Prozac Doesn't Stop Anorexia Relapse
Study Shows the Antidepressant Doesn't Help Anorexics Who Had Recently Gained Weight
More to Anorexia Than Depression
The trial included 93 female anorexia nervosa patients (average age was early 20s) who gained weight as inpatients or day patients at the New York State Psychiatric Institute or Toronto General Hospital.
Once the weight-gain phase of treatment ended, all the patients continued to get psychiatric counseling in the form of cognitive behavioral therapy and monitoring by a psychiatrist. Forty-nine were randomly assigned to treatment with Prozac and 44 were treated with placebo for up to a year. Neither the patient nor her psychiatrist knew which drug treatment they were getting.
The relapse rate was high in both groups, and there was no significant difference between the two treatment groups in the time to relapse.
Depression and other psychiatric illnesses that are helped with antidepressants are common among people with anorexia nervosa.
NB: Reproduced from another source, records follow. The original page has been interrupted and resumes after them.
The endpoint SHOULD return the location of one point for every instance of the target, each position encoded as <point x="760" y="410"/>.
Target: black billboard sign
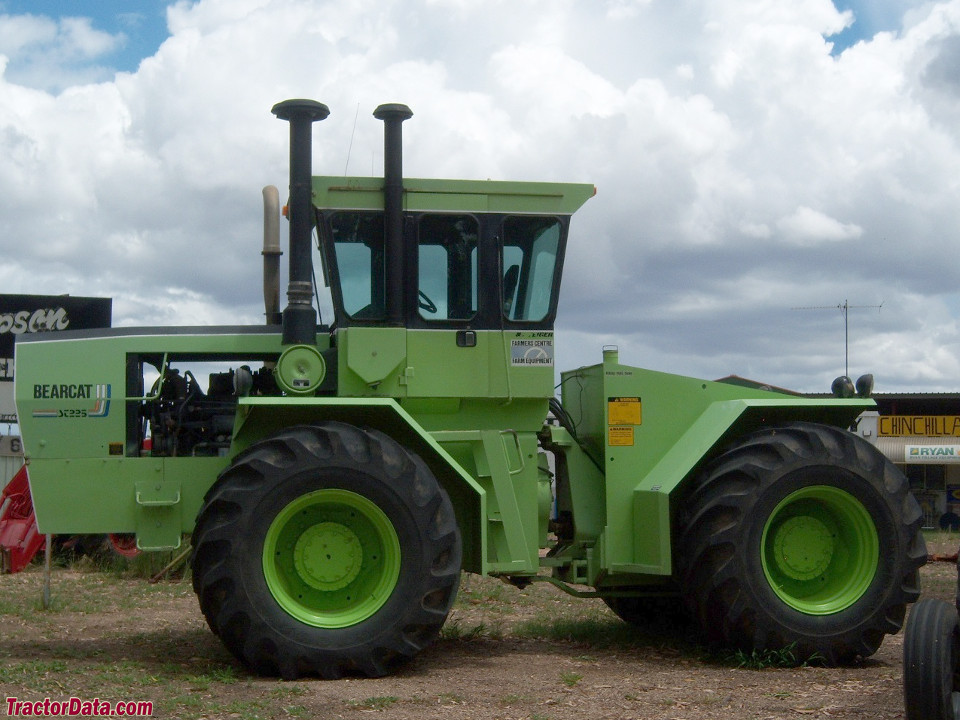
<point x="21" y="314"/>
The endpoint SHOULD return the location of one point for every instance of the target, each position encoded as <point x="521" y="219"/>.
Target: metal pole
<point x="46" y="572"/>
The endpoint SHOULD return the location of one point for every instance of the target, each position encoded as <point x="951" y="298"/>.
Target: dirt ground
<point x="534" y="654"/>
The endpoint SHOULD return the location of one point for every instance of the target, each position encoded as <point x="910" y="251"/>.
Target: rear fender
<point x="715" y="429"/>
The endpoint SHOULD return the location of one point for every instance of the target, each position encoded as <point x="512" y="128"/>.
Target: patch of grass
<point x="454" y="630"/>
<point x="570" y="679"/>
<point x="515" y="699"/>
<point x="785" y="657"/>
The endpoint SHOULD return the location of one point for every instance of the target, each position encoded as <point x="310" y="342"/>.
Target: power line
<point x="844" y="308"/>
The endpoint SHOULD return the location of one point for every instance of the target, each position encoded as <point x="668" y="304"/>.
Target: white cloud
<point x="742" y="169"/>
<point x="54" y="54"/>
<point x="808" y="227"/>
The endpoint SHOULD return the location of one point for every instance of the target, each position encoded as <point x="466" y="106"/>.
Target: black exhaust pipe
<point x="393" y="115"/>
<point x="300" y="317"/>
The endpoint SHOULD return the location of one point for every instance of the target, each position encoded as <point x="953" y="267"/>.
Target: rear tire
<point x="781" y="545"/>
<point x="931" y="653"/>
<point x="326" y="550"/>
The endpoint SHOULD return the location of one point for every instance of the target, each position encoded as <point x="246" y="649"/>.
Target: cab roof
<point x="434" y="195"/>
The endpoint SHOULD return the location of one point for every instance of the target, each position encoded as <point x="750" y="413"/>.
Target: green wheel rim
<point x="331" y="558"/>
<point x="820" y="550"/>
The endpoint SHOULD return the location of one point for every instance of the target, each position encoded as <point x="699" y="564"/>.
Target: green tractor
<point x="336" y="479"/>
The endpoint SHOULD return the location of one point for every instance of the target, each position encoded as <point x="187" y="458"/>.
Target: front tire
<point x="803" y="535"/>
<point x="931" y="654"/>
<point x="326" y="550"/>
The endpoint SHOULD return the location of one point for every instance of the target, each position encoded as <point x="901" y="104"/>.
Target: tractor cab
<point x="475" y="256"/>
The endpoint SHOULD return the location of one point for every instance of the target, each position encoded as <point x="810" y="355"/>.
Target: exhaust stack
<point x="300" y="317"/>
<point x="271" y="254"/>
<point x="393" y="115"/>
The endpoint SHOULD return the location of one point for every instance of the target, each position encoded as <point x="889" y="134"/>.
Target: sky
<point x="751" y="157"/>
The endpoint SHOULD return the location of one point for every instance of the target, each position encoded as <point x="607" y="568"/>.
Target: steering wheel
<point x="425" y="302"/>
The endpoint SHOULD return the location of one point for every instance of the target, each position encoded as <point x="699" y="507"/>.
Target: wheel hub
<point x="328" y="556"/>
<point x="803" y="547"/>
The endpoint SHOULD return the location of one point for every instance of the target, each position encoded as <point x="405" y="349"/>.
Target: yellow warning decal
<point x="623" y="411"/>
<point x="620" y="436"/>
But the findings show that there is more going on with the disorder, Walsh says.
Walsh is a professor of psychiatry at New York State Psychiatric Institute/Columbia University Medical Center.
"This isn't simply depression or anxiety," he says. "If it were, we would expect medication to be more effective."
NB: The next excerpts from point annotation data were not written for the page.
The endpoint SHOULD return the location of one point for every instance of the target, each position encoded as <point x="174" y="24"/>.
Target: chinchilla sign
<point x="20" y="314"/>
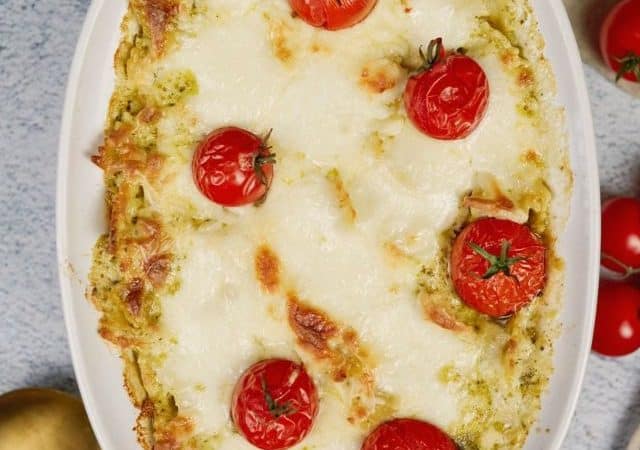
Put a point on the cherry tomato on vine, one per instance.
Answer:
(620, 40)
(274, 404)
(621, 235)
(408, 434)
(498, 266)
(233, 167)
(333, 14)
(448, 97)
(617, 331)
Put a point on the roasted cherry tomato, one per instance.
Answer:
(498, 266)
(408, 434)
(448, 97)
(620, 40)
(233, 167)
(274, 404)
(333, 14)
(621, 236)
(617, 331)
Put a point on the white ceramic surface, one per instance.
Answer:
(80, 220)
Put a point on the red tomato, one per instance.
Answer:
(448, 97)
(233, 167)
(498, 266)
(274, 404)
(617, 331)
(408, 434)
(621, 235)
(620, 39)
(333, 14)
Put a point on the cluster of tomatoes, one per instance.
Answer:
(446, 99)
(617, 330)
(497, 266)
(620, 40)
(275, 401)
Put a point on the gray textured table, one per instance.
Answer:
(37, 40)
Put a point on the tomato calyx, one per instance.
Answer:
(501, 263)
(629, 64)
(435, 53)
(263, 157)
(276, 409)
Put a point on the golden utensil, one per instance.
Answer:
(44, 419)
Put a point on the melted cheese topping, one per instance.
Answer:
(357, 208)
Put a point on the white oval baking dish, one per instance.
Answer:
(80, 221)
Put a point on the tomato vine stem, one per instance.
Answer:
(630, 63)
(501, 263)
(276, 409)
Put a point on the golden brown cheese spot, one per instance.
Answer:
(525, 77)
(107, 333)
(344, 200)
(380, 75)
(531, 157)
(312, 327)
(280, 38)
(120, 154)
(509, 354)
(406, 6)
(157, 268)
(174, 433)
(158, 14)
(267, 267)
(439, 315)
(317, 47)
(133, 297)
(489, 198)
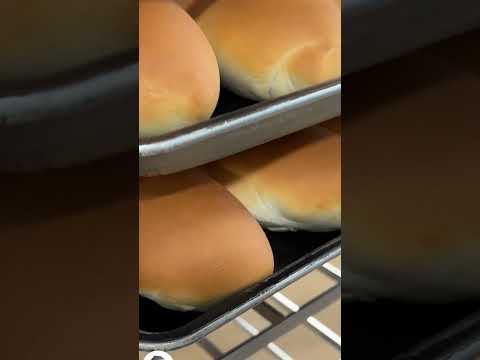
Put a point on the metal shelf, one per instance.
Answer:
(239, 130)
(282, 324)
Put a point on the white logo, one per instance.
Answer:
(157, 355)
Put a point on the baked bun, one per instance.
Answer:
(271, 48)
(179, 81)
(44, 38)
(291, 183)
(197, 242)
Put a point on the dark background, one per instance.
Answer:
(426, 103)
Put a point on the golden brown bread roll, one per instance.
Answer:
(43, 38)
(197, 242)
(179, 80)
(270, 48)
(290, 183)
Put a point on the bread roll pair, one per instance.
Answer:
(197, 243)
(40, 39)
(179, 82)
(271, 48)
(293, 183)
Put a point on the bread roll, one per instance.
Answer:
(197, 243)
(43, 38)
(291, 183)
(270, 48)
(179, 81)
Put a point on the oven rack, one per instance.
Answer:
(281, 324)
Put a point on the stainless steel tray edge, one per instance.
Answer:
(240, 130)
(251, 303)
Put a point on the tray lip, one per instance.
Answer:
(167, 143)
(325, 252)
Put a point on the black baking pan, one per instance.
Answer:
(391, 330)
(76, 117)
(295, 253)
(374, 31)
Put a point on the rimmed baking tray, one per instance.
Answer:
(295, 253)
(74, 118)
(238, 125)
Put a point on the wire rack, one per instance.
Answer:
(283, 315)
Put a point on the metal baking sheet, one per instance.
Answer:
(295, 253)
(77, 117)
(245, 127)
(377, 30)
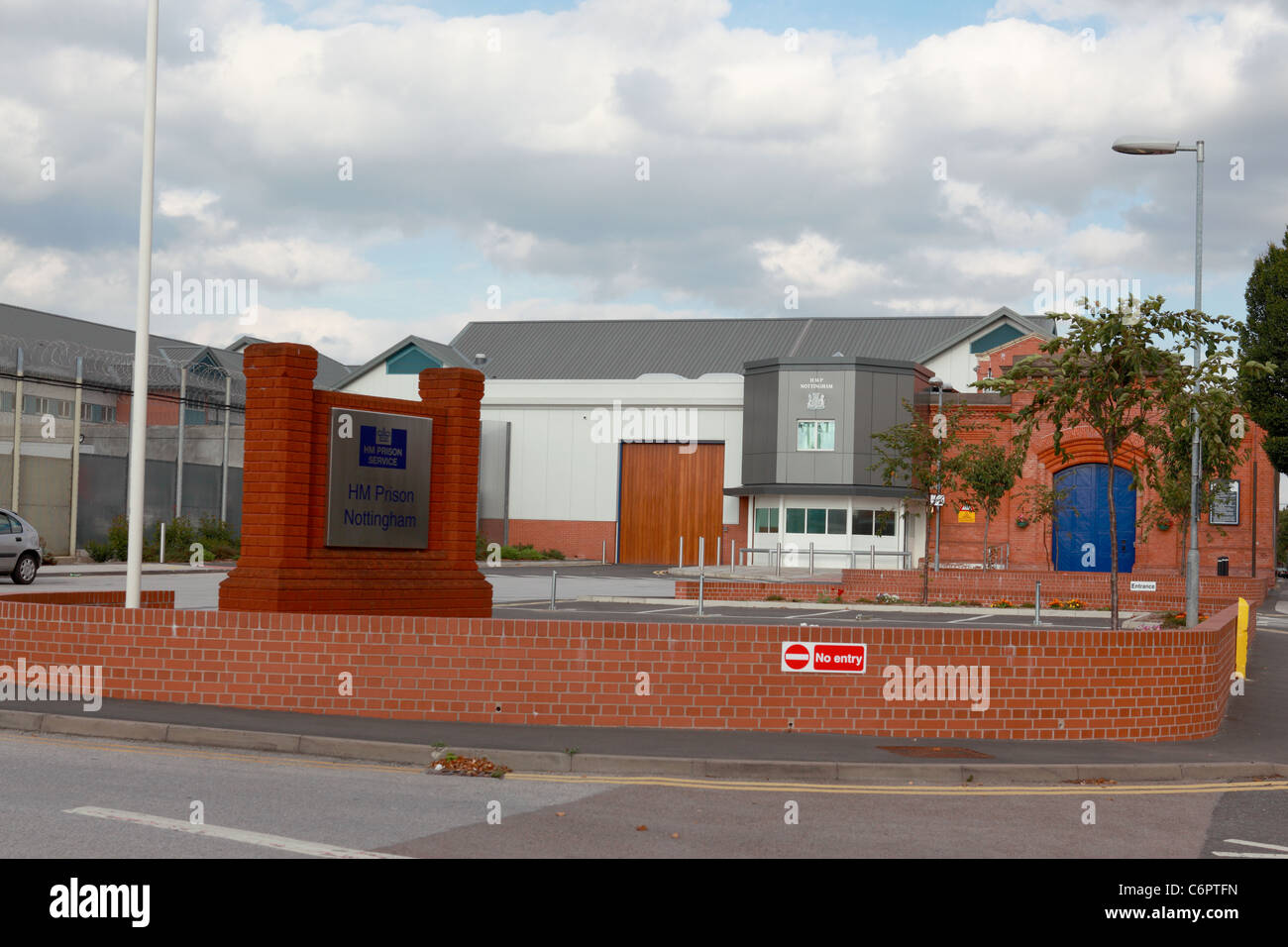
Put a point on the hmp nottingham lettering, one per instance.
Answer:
(102, 900)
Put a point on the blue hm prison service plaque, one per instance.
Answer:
(377, 479)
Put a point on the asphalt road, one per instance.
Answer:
(524, 592)
(67, 796)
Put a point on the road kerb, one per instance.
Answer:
(609, 764)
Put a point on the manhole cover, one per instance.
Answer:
(938, 751)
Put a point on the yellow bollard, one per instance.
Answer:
(1240, 654)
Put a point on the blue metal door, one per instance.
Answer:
(1082, 519)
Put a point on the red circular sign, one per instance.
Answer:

Psychiatric treatments like cognitive behavioral therapy are widely believed to have some benefit in the treatment of anorexia nervosa. And a new type of family therapy in which eating is closely monitored by a parent is showing promise for the treatment of children and young adolescents with the eating disorder.
Walsh and Crow agree that much more research is needed to identify the best treatment strategies for helping patients with anorexia nervosa gain weight and avoid relapse.
Crow says the stigma that accompanies eating disorders may have had a chilling impact on this research in the past.
"There has been a little bit of a feeling that all an anorexic needs to do to get better is start eating, but it is nowhere near that simple," he says. "Nobody would say [to a psychotic] that they should just stop hallucinating."